Les choix étranges
de Tardelli — qui a convoqué le même effectif que la précédente
rencontre de l’Egypte contre le Cameroun en septembre dernier
— révèlent bien le manque de suivi du technicien des joueurs
égyptiens. Ceci s’explique en grande partie par ses vacances
prises après chaque rencontre de la sélection.
En effet, l’Italien
est rentré en Italie quelques jours après la rencontre de
la sélection contre le Cameroun et n’est revenu en Egypte
qu’à la veille du début du stage de préparation pour la rencontre
avec la Libye. Il n’a même pas eu l’occasion de se pencher
sur les joueurs des deux premières journées du championnat
national et s’est contenté des rapports remis par ses adjoints.
Tardelli a commis
d’autres erreurs dans son choix du 11 de départ. Il a aligné
le stoppeur remplaçant d’Ahli, Rami Adel, sur le flanc droit,
négligeant ainsi le titulaire des Rouges, Islam Al-Chater,
resté sur le banc de touche. Tout comme le défenseur de Genclerbirligi
(D1 Turquie), Abdel-Zaher Al-Saqqa, désigné meilleur défenseur
en Turquie lors des deux dernières saisons, remplacé par Waël
Gomaa (Ahli). Par son étourderie, Gomaa assume la responsabilité
du premier but libyen en raison d’une grave erreur de marquage
de Kara. Le milieu de Feyenoord (D1 Pays-Bas), Hossam Ghali,
a subi le même sort qu’Al-Saqqa.
La mauvaise gestion
de Tardelli lors de la rencontre a donc été l’une des raisons
majeures de la défaite des Pharaons. Il était évident, pour
ceux qui ont suivi les rencontres précédentes de la sélection
libyenne, que cette équipe repose principalement sur le milieu,
Tareq Al-Tayeb, meneur de Gaziantepspor (Turquie), seule source
d’inspiration de l’équipe.
Par conséquent,
ce joueur aurait dû être soumis à un sévère marquage.
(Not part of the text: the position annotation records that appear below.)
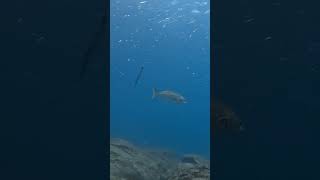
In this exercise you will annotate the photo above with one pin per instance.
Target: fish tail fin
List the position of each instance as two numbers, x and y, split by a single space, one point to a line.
154 93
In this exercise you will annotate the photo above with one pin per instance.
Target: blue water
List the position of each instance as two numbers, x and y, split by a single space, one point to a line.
170 39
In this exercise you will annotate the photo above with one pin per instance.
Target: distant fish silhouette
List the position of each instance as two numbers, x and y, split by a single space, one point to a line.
226 118
169 95
138 76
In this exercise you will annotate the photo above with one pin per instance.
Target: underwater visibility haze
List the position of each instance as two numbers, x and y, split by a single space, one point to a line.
160 57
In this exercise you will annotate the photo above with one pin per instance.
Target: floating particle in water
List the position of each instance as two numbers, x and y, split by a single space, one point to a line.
268 38
174 2
276 4
195 11
20 20
191 21
249 20
284 59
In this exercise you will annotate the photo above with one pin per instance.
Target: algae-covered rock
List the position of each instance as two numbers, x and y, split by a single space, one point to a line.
130 162
191 167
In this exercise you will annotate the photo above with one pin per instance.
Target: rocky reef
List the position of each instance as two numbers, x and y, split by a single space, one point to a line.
130 162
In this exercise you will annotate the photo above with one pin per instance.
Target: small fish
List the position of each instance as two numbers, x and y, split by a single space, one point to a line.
226 118
169 95
138 76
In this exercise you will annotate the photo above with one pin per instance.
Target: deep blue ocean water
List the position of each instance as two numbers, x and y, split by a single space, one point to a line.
170 39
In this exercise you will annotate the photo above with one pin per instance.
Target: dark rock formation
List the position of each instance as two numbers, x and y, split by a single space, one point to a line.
129 162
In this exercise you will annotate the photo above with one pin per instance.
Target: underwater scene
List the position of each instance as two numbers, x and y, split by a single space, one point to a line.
160 89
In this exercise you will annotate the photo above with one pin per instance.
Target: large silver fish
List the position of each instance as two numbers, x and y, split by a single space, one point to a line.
169 95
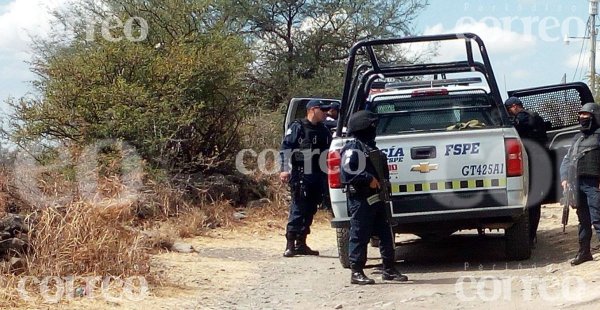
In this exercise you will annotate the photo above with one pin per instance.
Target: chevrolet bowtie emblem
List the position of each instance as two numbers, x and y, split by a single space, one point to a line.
424 167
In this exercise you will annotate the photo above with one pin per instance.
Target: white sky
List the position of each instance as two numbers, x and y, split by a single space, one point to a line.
525 47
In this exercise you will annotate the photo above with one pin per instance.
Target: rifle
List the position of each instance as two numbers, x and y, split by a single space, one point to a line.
379 161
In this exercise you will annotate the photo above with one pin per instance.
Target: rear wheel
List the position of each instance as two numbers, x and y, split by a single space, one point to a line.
343 240
436 235
517 239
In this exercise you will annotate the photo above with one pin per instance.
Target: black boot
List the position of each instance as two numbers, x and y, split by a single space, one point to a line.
290 249
302 248
584 255
391 274
359 277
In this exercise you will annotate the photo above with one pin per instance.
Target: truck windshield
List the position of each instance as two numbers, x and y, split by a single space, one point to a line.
405 113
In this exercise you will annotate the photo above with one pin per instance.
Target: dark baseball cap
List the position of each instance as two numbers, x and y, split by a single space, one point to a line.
323 105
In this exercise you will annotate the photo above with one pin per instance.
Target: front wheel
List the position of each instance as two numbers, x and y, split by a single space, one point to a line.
343 240
517 239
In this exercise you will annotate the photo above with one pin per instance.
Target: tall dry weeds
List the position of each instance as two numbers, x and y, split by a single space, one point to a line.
81 239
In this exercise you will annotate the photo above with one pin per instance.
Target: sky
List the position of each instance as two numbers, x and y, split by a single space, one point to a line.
525 38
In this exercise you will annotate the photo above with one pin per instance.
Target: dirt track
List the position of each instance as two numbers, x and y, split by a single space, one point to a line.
246 271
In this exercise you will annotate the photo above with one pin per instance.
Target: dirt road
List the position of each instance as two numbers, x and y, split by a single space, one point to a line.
245 270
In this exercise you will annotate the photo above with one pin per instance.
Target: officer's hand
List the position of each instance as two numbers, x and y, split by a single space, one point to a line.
284 177
374 184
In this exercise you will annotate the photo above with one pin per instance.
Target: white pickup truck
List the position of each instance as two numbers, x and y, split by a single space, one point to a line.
455 160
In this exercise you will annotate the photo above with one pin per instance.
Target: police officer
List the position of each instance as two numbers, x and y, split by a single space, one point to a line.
304 143
368 215
580 169
532 130
332 116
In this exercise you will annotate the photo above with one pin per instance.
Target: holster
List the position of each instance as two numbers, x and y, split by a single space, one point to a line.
298 190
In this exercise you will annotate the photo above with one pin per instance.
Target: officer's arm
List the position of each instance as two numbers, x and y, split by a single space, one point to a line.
288 145
564 166
353 168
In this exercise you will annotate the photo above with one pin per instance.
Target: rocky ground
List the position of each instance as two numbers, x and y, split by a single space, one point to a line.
245 270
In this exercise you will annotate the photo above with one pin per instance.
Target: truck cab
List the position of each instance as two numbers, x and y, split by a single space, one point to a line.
456 162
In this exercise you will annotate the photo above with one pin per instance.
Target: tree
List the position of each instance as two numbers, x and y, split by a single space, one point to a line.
301 45
177 96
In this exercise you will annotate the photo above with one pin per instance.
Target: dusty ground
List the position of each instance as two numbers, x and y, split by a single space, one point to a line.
245 270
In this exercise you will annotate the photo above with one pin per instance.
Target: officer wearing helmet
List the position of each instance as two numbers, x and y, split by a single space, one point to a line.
580 170
301 167
532 130
368 214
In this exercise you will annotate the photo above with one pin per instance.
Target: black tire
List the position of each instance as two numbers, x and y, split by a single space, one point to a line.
435 236
343 239
517 239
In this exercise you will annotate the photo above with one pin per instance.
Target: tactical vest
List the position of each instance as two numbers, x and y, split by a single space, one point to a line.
314 140
589 148
364 191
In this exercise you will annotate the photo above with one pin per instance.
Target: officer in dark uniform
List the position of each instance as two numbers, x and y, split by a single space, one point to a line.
332 116
532 130
368 214
303 166
580 169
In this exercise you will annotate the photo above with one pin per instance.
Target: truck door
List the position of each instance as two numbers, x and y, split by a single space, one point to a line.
558 106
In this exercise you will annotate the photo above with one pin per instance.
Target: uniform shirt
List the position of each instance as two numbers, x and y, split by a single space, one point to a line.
357 170
295 141
587 142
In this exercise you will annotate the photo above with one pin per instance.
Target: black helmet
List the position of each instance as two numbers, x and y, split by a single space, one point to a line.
361 120
594 123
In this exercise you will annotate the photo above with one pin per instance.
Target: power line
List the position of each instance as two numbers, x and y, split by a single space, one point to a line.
581 51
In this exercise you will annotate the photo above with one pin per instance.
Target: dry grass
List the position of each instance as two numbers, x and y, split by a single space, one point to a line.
110 236
82 239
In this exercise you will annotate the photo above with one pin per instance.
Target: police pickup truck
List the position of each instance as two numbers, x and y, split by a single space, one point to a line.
455 160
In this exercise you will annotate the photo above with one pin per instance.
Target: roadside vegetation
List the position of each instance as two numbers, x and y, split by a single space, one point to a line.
125 147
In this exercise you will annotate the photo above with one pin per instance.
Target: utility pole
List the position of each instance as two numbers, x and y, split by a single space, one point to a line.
593 13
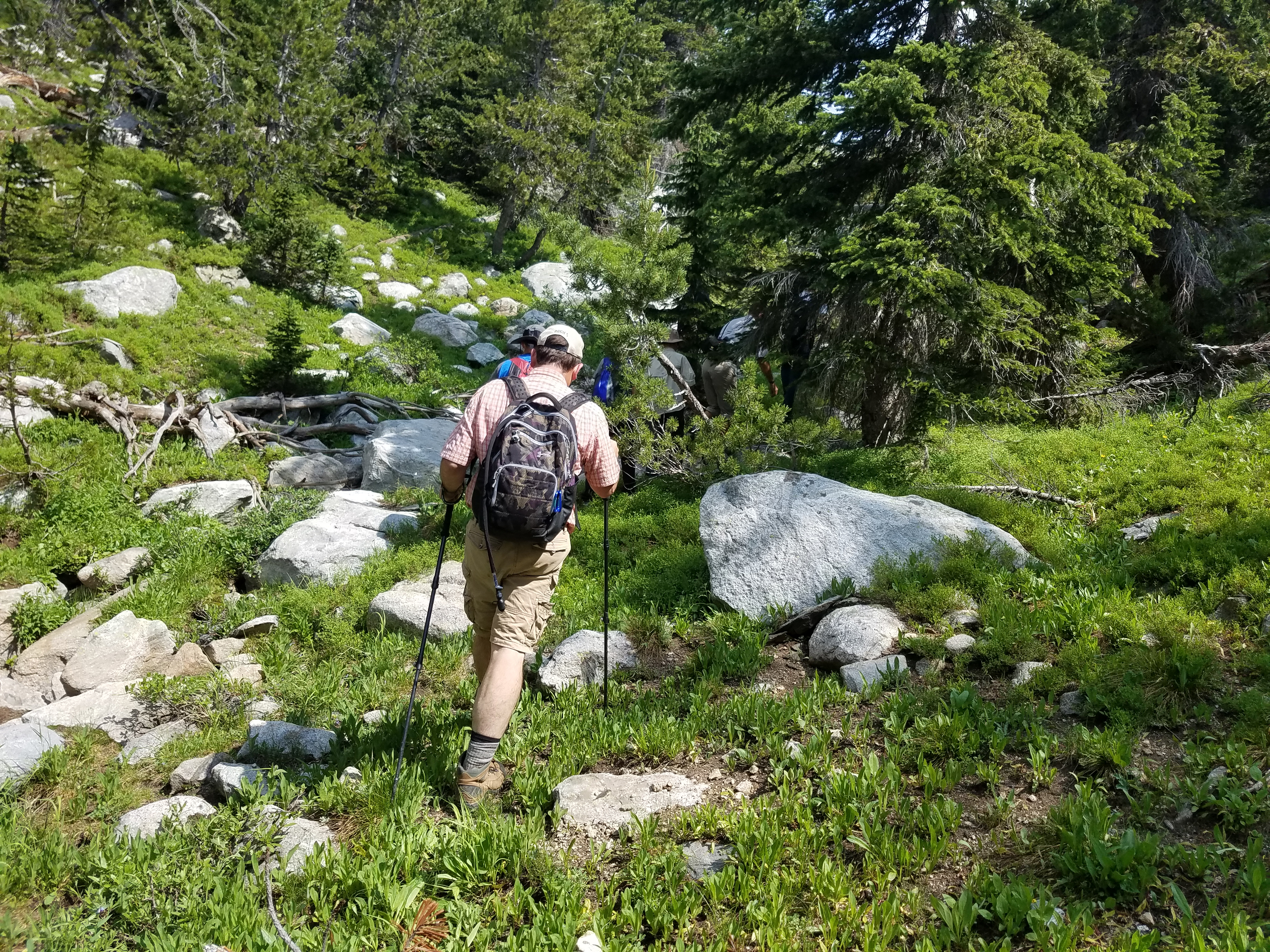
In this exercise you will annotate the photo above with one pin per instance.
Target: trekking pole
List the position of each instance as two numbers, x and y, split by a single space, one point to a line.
423 644
606 604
Les
observateurs pressentaient pour cette mission le milieu d’Ismaïli
et de la sélection nationale, Ahmad Fathi, d’autant plus qu’il
connaît bien Al-Tayeb depuis qu’il a réussi à limiter son
influence dans le Club Sfaxien (son ancienne équipe) en finale
de la Ligue arabe des champions en juin dernier.
Mais le directeur
technique des Pharaons n’a pas jugé bon de profiter de son
expérience et a laissé le numéro 14 des Verts libre en milieu
de terrain. Ce qui lui a donné l’occasion d’offrir les passes
décisives qui ont contribué aux deux buts libyens. « Je n’ai
pas désigné de joueur pour contrôler Al-Tayeb car le quatuor
de la défense était chargé de cette mission. Mais grâce à
ses capacités, il a réussi à échapper plusieurs fois à nos
défenseurs », explique Tardelli.
La mauvaise gestion
du technicien italien risque de lui coûter sa place à la tête
du cadre technique de la sélection. Les pressions sont énormes
sur la Fédération égyptienne, notamment après la minimisation
des chances de l’Egypte de se qualifier pour le Mondial. Pour
la majorité des Egyptiens, les résultats de la sélection ne
correspondent pas avec le salaire mensuel mirobolant de Tardelli
(45 000 dollars). Et ils ont raison, car le bilan de l’Italien
avec les Pharaons est négatif et plus que décevant (2 défaites
dont une à domicile, deux victoires et un match nul). La nomination
d’un nouvel entraîneur ne devrait pas tarder.